At his institution in southern California, visitors can wander past a model of the giant horn that once grew out of a woman’s forehead, exhibits of stink ants and ray bats, and painstaking expositions of the work of eccentric and justly forgotten scientists. There is art, and there is kitsch. One section is devoted to peach-pit carvings; another, to objects collected by the denizens of trailer parks in the Los Angeles area, including decorated pincushions.

This museum, which has existed for some 20 years on cosmopolitan Venice Blvd., has come to fascinate intellectuals and lovers of contemporary art. They detect something going on under the earnest nerdiness of the enterprise: an elaborate put-on, or performance art; at any rate, a new take on the role of the museum.

In a lecture at the D.B. Clarke Theatre on Feb. 7, Wilson, a slight, soft-spoken man, chose to focus on one aspect of the museum collection, micro-art. He called his talk “The Eye of the Needle,” and that is literally where much of this art took place.

Most of Hagop Sandaldjian’s microminiatures are sculpted into the eye of an ordinary sewing needle out of “motes of dust, specks of lint, and wisps of hair,” but this one has Goofy dancing on the top of an needle. It’s one of the exhibits in the Museum of Jurassic Technology. Magnifying glass

Most of Hagop Sandaldjian’s microminiatures are sculpted into the eye of an ordinary sewing needle out of “motes of dust, specks of lint, and wisps of hair,” but this one has Goofy dancing on the top of an needle. It’s one of the exhibits in the Museum of Jurassic Technology.

Wilson described the work of the great masters of the art form, who tend to be eastern European. He set the scene with care, reading a long excerpt from Flann O’Brien’s novel, The Third Policeman, in which the policeman reveals a series of boxes he has made, each smaller than the last, to the point where “the dear knows where it will stop,” the point, literally, of invisibility.

The greatest exponent of art in the eye of a needle may have been an Armenian immigrant to California, Hagop Sandaldjian, who crafted tiny masterpieces out of human hair, motes of dust and bits of metal.

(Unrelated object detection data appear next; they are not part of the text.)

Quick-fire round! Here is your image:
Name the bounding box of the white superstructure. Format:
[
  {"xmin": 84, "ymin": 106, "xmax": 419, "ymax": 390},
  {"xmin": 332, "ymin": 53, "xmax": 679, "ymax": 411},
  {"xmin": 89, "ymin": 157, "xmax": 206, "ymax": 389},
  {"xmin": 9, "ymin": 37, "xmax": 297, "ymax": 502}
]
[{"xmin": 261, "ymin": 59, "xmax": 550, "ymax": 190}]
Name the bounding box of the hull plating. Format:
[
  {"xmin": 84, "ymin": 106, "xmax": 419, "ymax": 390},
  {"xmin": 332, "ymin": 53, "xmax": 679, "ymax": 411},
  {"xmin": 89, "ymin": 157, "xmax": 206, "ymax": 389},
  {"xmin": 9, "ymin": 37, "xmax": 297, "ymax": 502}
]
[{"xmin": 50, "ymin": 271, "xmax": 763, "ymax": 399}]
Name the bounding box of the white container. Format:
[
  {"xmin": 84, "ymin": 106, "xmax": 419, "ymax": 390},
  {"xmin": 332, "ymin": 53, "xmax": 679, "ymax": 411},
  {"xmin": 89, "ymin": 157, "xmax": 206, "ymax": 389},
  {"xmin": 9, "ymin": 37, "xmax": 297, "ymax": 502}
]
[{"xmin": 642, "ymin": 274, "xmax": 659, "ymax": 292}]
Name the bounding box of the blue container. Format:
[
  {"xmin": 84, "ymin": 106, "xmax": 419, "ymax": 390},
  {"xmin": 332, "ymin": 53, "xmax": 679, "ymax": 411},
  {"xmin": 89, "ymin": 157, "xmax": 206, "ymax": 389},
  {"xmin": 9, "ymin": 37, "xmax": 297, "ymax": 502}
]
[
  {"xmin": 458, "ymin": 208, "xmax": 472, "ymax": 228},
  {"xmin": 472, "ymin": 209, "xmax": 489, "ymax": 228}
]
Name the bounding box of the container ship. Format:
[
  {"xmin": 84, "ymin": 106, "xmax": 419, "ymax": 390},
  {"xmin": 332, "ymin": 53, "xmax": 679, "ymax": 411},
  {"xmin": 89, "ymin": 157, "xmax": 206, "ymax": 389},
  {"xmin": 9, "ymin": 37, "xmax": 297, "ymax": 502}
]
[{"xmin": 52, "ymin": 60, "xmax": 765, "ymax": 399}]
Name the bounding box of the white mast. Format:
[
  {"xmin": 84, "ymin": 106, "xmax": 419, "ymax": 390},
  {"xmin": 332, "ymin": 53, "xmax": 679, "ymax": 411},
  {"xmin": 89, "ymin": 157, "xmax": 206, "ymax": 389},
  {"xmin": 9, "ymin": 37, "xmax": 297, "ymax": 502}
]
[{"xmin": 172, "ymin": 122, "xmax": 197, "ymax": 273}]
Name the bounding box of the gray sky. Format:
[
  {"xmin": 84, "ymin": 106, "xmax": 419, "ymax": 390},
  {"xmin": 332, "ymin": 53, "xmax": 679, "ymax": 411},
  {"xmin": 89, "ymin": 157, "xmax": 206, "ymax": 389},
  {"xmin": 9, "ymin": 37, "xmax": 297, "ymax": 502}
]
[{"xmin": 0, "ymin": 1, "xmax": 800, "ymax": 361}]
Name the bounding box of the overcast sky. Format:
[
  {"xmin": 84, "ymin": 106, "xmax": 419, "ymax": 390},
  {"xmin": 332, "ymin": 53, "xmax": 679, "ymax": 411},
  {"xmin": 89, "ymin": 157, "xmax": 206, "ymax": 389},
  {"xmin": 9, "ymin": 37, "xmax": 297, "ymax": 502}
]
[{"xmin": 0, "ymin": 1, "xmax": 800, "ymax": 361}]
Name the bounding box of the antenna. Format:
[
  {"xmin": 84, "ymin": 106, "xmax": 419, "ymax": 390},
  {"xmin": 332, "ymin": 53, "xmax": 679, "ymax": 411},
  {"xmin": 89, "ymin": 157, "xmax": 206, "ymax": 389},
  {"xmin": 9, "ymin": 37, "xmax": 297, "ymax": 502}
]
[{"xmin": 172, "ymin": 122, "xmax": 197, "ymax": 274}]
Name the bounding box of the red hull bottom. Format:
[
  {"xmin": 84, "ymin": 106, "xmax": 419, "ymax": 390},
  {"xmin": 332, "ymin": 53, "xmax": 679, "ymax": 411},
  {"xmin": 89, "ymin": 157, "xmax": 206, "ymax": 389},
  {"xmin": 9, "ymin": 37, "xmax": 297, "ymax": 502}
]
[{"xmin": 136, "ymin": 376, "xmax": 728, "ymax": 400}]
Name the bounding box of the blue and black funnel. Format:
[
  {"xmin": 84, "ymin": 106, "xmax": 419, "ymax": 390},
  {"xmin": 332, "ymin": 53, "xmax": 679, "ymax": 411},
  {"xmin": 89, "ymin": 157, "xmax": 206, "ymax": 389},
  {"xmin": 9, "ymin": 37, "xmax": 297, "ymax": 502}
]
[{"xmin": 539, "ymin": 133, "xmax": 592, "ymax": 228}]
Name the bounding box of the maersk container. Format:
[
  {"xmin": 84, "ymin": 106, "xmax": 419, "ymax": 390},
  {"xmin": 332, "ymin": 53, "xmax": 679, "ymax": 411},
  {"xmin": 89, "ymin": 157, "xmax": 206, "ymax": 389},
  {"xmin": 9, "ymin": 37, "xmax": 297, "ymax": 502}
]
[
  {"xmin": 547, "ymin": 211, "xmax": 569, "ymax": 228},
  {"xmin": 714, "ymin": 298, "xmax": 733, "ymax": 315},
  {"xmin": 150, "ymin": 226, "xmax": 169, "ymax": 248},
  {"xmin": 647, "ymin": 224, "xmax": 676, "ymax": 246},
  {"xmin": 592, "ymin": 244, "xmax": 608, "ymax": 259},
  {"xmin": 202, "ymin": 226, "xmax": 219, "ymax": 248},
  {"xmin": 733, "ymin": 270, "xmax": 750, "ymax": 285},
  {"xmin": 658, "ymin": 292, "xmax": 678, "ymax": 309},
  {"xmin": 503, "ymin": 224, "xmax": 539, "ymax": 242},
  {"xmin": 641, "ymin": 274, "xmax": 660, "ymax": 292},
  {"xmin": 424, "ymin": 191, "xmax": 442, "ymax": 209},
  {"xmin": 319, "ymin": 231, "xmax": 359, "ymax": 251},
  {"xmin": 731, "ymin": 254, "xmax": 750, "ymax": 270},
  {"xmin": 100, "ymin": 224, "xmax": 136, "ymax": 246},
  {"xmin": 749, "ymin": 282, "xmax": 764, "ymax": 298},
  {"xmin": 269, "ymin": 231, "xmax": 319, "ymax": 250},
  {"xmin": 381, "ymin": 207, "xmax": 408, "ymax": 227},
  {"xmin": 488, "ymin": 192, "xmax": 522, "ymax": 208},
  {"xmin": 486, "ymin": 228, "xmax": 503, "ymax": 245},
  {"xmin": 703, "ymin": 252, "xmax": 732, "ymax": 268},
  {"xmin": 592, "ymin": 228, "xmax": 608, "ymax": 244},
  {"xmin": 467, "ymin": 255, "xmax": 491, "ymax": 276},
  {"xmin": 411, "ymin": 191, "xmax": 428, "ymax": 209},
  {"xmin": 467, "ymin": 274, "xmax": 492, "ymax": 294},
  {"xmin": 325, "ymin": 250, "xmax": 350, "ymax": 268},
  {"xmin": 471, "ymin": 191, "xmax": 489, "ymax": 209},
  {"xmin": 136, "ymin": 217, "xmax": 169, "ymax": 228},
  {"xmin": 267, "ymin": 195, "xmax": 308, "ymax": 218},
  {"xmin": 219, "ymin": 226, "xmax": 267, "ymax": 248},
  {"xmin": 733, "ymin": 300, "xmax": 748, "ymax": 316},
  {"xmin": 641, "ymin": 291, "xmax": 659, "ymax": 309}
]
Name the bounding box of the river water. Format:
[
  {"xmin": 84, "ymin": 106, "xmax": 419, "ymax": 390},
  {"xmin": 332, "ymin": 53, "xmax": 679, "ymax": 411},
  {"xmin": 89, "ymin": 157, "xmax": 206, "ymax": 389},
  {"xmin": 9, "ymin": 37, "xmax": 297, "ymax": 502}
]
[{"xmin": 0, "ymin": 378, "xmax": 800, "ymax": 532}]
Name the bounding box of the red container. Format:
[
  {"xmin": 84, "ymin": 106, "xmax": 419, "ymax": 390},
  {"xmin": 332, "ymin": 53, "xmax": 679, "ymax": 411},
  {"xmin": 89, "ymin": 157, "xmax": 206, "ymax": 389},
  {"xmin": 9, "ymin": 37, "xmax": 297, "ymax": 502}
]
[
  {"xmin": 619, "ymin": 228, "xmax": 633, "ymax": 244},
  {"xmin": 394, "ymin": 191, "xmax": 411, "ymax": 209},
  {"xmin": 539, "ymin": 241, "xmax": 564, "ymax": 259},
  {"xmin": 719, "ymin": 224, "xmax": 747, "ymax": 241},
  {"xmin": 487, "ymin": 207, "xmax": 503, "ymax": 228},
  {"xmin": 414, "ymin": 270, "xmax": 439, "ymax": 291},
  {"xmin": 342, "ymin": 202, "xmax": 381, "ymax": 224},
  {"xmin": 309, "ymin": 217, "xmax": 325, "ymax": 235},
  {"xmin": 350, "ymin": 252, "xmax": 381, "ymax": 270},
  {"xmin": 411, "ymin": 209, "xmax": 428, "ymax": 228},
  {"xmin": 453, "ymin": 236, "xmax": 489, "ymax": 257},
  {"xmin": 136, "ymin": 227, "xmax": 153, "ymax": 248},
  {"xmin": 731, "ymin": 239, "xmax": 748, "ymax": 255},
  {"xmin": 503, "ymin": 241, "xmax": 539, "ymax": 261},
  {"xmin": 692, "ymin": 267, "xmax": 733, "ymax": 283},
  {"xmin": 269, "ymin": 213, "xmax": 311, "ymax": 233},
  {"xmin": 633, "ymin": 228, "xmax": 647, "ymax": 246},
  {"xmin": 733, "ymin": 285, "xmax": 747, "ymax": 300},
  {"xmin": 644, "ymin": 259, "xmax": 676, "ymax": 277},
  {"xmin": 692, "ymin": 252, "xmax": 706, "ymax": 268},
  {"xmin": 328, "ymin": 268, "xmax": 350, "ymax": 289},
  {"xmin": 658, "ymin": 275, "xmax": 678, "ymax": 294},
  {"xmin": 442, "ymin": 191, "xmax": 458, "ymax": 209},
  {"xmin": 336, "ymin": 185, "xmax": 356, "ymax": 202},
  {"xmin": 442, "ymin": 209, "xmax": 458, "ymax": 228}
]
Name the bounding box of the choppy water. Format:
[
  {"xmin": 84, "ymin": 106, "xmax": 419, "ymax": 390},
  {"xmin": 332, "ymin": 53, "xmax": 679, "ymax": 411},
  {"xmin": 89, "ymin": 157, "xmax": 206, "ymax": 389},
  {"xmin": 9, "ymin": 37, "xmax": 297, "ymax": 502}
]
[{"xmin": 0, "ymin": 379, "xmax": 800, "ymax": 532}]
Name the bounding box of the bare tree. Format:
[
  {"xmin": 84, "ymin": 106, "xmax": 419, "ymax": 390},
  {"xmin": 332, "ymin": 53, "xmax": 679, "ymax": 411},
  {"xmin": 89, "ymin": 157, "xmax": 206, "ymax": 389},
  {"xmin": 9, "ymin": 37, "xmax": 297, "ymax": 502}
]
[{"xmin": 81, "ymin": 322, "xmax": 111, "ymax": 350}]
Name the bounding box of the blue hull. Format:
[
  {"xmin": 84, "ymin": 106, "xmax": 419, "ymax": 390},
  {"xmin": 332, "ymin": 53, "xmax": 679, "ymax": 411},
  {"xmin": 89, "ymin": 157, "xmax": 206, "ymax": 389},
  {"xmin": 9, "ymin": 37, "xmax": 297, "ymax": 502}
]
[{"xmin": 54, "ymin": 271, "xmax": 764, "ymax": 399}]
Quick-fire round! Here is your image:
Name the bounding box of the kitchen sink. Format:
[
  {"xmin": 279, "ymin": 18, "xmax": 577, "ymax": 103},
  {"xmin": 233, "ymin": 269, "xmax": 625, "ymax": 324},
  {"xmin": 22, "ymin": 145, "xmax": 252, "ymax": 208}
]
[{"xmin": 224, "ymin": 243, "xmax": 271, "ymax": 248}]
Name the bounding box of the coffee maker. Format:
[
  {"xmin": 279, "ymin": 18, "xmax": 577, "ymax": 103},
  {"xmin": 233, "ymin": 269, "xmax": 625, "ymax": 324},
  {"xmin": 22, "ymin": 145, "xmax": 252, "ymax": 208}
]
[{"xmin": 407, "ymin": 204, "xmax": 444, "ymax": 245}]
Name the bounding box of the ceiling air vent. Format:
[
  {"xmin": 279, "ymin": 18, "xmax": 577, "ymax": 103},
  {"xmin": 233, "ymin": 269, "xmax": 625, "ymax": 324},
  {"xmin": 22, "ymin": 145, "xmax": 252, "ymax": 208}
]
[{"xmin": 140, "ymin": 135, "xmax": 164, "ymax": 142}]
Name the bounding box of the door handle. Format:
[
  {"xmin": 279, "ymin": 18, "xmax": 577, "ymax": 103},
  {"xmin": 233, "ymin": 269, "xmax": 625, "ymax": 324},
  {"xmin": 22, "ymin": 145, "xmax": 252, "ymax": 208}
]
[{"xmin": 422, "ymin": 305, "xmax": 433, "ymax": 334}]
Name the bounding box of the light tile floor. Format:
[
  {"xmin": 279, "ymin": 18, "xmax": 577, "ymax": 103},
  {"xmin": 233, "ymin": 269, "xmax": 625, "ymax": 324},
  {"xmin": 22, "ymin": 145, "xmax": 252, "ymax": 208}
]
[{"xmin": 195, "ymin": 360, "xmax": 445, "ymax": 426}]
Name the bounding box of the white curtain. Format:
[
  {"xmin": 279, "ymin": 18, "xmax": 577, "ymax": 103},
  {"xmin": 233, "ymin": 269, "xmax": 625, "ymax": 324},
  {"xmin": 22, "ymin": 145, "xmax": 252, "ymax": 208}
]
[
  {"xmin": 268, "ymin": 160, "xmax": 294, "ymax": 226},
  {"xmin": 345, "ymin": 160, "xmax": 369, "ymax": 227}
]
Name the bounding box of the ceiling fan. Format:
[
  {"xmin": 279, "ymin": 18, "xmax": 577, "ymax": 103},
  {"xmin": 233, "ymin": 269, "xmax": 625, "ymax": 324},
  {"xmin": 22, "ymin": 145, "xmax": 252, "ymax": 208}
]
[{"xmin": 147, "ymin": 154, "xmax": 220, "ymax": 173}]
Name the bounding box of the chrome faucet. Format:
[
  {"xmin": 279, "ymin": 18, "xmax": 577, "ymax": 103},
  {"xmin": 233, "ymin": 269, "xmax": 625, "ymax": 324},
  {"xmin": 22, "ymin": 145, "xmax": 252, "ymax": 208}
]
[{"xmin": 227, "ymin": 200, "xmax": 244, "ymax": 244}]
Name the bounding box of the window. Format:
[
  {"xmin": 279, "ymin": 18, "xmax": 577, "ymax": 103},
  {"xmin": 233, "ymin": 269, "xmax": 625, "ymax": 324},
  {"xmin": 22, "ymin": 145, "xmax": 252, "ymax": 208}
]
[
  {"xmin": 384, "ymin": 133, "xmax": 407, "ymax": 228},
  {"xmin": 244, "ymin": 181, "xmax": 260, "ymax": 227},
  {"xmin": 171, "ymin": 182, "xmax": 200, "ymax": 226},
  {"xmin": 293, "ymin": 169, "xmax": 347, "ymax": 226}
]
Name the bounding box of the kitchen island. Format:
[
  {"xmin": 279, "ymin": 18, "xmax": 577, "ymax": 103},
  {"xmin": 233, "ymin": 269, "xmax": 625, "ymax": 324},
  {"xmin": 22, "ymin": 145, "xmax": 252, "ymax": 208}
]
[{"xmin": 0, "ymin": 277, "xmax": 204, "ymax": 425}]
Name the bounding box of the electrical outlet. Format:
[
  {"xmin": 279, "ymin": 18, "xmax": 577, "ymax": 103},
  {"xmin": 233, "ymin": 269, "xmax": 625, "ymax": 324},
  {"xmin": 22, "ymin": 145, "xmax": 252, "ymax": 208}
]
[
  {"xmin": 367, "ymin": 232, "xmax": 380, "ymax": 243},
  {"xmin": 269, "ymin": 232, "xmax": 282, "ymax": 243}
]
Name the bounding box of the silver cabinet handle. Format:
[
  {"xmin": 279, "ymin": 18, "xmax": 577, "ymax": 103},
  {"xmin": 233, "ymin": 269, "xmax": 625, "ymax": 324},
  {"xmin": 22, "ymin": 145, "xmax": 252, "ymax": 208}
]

His subject matter often reflected his love for his adopted homeland, such as his renderings of Goofy, Donald Duck and other denizens of Disneyland.

When asked by a member of the audience to name the smallest made object Wilson had encountered, he responded seriously that it was probably a shoe for a flea made by a Russian micro-artist called Nikolai.

This combination of the laughable, the awe-inspiring and the oddly poignant rarely fails to intrigue those who visit the museum or hear Wilson’s lectures. The Jurassic phenomenon was given international currency through a 1995 bestseller by Lawrence Weschler called Mr. Wilson’s Cabinet of Wonder.

You can watch David Wilson’s presentation by going to finearts.concordia.ca/html/defi.htm

The third and last lecture in this season’s Defiant Imagination series will be given by Carol Becker, of Columbia University, on “Values Implicit in Schools of Art and Design,” on Feb. 27 at 6 p.m. in the D.B. Clarke Theatre.